3 March 2019
Today, 3 March, is World Wildlife Day, a day when people around the world join together to celebrate and raise awareness of the world's wildlife. This year's theme is life below the surface, but since we don't have many aquatic animals, we thought we'd focus a little extra on our critically endangered Sumatran tigers.

In fact, top predators - those animals at the top of the food chain - also ultimately affect water. Predators play a very important role in an ecosystem. They keep prey populations from becoming too numerous and, in turn, eating too much of what the prey eat. But predators have an impact in many more ways than just keeping prey and smaller predators down. The mere presence of predators in an area causes prey to change their behaviour, morphology (shape and structure) and choice of habitat. This means that predators also affect the whole vegetation both on land and in water, benefiting many other species. Predators that keep down the number of large herbivores also counteract the greenhouse effect and climate change on Earth.

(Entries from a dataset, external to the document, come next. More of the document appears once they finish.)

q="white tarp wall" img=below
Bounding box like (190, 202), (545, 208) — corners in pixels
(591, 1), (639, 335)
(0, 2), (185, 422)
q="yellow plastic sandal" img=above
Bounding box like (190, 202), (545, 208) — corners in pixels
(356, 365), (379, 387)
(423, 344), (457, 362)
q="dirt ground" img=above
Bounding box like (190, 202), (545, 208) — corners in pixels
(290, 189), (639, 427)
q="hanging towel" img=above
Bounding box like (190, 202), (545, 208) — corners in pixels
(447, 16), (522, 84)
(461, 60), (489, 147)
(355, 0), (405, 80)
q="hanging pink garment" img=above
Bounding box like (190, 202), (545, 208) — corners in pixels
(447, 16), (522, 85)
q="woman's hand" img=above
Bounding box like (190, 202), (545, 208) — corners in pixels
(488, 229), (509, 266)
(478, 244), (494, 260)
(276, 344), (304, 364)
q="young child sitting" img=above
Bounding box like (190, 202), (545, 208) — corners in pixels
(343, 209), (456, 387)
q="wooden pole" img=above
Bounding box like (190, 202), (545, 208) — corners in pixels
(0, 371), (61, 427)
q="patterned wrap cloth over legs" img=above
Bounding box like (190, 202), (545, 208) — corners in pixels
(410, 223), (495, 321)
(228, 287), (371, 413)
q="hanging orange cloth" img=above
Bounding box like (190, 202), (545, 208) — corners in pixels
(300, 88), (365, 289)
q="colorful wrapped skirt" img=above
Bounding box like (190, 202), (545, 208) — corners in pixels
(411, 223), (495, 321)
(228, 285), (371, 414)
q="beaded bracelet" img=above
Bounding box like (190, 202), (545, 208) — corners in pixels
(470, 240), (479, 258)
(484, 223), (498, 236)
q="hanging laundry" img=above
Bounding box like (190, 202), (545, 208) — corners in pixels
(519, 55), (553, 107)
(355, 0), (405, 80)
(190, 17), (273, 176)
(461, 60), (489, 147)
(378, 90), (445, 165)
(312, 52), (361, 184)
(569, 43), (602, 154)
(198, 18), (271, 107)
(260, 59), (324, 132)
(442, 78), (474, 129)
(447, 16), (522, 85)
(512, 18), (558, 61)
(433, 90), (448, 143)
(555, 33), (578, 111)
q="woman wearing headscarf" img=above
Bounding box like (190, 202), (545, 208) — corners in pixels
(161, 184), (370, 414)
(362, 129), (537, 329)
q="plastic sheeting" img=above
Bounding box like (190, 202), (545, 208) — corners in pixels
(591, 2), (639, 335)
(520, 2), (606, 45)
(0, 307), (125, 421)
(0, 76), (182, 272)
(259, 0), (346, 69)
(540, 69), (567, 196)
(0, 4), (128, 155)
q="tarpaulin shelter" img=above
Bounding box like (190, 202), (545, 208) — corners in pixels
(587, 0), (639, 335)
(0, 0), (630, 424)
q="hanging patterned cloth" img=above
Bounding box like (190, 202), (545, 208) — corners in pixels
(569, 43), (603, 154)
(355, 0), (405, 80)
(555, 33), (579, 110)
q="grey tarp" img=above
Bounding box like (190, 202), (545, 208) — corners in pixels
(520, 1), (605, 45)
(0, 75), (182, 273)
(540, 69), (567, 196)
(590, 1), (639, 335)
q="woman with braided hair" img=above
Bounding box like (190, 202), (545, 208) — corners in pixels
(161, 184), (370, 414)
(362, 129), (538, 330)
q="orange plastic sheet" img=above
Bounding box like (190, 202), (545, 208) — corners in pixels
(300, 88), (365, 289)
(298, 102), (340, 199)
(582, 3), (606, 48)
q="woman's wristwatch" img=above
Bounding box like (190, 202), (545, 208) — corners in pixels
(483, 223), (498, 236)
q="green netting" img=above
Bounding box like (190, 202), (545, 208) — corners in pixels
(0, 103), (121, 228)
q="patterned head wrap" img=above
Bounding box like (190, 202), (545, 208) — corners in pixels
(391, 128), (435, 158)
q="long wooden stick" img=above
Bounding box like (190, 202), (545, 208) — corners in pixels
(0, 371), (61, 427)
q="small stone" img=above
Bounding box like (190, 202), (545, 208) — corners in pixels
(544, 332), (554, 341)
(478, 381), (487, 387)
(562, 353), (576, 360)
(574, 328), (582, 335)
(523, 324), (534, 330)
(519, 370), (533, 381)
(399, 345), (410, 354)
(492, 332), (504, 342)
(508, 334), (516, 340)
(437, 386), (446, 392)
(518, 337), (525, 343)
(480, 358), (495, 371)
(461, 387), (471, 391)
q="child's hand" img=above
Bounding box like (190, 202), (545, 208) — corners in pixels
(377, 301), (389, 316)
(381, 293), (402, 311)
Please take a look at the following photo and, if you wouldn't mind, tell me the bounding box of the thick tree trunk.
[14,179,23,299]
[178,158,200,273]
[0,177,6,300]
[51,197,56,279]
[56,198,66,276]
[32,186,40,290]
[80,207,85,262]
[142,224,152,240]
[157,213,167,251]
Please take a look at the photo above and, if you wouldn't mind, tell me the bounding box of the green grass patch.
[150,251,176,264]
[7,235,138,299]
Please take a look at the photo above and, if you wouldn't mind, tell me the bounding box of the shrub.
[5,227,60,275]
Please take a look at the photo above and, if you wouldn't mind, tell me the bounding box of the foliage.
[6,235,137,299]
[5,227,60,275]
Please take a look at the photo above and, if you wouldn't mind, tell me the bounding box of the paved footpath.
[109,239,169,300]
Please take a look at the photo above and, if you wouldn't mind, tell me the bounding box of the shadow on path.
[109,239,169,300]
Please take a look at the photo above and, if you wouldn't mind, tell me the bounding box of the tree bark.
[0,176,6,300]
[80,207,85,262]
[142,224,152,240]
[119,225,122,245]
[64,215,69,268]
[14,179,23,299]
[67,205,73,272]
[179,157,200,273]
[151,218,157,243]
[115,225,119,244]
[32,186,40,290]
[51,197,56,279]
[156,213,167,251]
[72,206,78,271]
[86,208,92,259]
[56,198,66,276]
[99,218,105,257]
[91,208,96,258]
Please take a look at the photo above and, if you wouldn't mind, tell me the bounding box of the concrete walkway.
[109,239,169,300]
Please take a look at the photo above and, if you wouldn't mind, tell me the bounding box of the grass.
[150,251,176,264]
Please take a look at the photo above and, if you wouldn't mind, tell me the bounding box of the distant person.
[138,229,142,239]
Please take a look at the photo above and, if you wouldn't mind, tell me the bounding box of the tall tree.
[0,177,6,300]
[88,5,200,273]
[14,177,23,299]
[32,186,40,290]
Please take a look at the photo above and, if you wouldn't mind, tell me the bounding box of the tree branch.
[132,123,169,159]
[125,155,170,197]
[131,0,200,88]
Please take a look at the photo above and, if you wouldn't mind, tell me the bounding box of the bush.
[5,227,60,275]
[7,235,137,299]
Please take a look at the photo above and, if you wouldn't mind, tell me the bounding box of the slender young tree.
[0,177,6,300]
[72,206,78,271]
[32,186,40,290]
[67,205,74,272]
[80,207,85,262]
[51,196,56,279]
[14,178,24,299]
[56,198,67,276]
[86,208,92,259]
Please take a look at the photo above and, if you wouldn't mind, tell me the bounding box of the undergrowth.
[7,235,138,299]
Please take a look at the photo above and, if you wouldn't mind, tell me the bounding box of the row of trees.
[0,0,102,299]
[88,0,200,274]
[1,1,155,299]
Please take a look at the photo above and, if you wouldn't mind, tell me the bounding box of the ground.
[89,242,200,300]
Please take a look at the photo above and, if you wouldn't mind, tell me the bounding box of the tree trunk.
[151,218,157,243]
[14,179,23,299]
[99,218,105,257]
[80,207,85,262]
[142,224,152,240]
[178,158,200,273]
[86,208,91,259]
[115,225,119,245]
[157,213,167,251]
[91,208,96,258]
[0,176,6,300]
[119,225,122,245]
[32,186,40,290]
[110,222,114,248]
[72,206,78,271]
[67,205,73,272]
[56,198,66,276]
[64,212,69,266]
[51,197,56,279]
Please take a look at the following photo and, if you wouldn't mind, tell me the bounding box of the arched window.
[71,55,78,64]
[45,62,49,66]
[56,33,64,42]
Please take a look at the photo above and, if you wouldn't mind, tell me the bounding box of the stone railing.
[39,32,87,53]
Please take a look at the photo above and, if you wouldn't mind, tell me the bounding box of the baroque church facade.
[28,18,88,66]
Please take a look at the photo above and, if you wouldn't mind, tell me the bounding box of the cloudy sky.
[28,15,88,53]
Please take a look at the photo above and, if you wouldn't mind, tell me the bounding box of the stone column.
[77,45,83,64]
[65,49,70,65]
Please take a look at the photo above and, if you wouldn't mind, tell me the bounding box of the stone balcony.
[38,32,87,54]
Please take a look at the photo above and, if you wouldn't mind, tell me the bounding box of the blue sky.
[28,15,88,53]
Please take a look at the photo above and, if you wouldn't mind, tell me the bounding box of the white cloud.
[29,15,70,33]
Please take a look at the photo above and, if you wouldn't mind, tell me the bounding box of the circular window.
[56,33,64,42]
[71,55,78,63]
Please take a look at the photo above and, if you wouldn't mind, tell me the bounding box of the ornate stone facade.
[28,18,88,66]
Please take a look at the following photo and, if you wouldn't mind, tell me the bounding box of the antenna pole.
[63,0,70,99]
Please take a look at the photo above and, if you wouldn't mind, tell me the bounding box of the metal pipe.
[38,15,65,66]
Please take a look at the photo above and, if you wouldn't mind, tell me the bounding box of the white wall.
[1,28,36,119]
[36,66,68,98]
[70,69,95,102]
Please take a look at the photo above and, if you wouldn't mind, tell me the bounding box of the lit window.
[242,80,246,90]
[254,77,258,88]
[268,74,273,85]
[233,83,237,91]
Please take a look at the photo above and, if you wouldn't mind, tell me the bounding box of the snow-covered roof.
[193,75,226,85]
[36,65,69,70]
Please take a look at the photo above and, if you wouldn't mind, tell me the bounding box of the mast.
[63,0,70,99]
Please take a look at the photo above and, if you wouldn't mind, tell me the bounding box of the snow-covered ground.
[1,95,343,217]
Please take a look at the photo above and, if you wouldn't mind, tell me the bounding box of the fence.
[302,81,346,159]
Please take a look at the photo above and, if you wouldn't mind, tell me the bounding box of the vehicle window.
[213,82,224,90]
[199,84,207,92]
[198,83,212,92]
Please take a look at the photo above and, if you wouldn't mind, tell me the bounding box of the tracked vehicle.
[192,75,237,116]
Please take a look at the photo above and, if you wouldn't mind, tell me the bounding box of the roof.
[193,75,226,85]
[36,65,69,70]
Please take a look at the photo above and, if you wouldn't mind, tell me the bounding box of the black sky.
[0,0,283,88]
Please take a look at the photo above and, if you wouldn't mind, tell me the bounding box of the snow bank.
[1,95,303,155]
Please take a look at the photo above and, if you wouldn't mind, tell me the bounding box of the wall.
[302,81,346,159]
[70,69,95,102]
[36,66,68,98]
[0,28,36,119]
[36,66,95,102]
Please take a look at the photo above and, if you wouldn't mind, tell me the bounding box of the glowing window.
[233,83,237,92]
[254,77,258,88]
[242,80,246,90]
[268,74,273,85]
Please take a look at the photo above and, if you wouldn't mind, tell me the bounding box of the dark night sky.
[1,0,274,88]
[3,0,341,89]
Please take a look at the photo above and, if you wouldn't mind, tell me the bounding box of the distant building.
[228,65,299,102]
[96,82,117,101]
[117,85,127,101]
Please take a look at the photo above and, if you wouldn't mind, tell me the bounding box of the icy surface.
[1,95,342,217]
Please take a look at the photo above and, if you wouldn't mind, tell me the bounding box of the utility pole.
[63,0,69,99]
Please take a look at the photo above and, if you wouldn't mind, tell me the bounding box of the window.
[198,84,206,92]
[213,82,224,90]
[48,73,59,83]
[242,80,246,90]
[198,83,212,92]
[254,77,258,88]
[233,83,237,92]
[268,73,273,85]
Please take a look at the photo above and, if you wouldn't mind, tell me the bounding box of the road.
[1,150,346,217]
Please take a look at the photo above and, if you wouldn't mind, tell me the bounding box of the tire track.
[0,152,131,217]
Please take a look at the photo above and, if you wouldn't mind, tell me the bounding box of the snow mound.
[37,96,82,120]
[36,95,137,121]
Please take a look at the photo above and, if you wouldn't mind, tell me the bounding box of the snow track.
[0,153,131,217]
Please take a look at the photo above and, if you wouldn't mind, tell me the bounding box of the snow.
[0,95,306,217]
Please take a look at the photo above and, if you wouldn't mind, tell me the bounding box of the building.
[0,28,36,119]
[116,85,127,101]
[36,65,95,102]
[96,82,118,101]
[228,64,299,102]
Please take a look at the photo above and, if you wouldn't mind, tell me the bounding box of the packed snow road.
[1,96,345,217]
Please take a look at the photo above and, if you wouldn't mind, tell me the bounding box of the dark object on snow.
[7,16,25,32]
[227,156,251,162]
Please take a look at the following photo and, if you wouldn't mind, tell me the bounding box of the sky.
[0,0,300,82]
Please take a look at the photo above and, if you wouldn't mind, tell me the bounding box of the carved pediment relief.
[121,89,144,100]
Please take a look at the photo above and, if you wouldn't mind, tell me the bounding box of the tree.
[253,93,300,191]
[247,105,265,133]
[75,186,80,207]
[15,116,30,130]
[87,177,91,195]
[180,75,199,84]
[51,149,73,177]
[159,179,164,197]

Together with the children from Gredby Preschool, who visit us every month, we have created an artwork inspired by a previous World Wildlife Day poster winner. The children have made handprints in different colours. Each finger corresponds to a Sumatran tiger left in the wild (400-500).
Each finger on the black handprints corresponds to one tiger shot annually (50).
The zoo's tigers are Wayan, Bagus, Keisha and Tenga and they are part of a conservation programme for endangered species.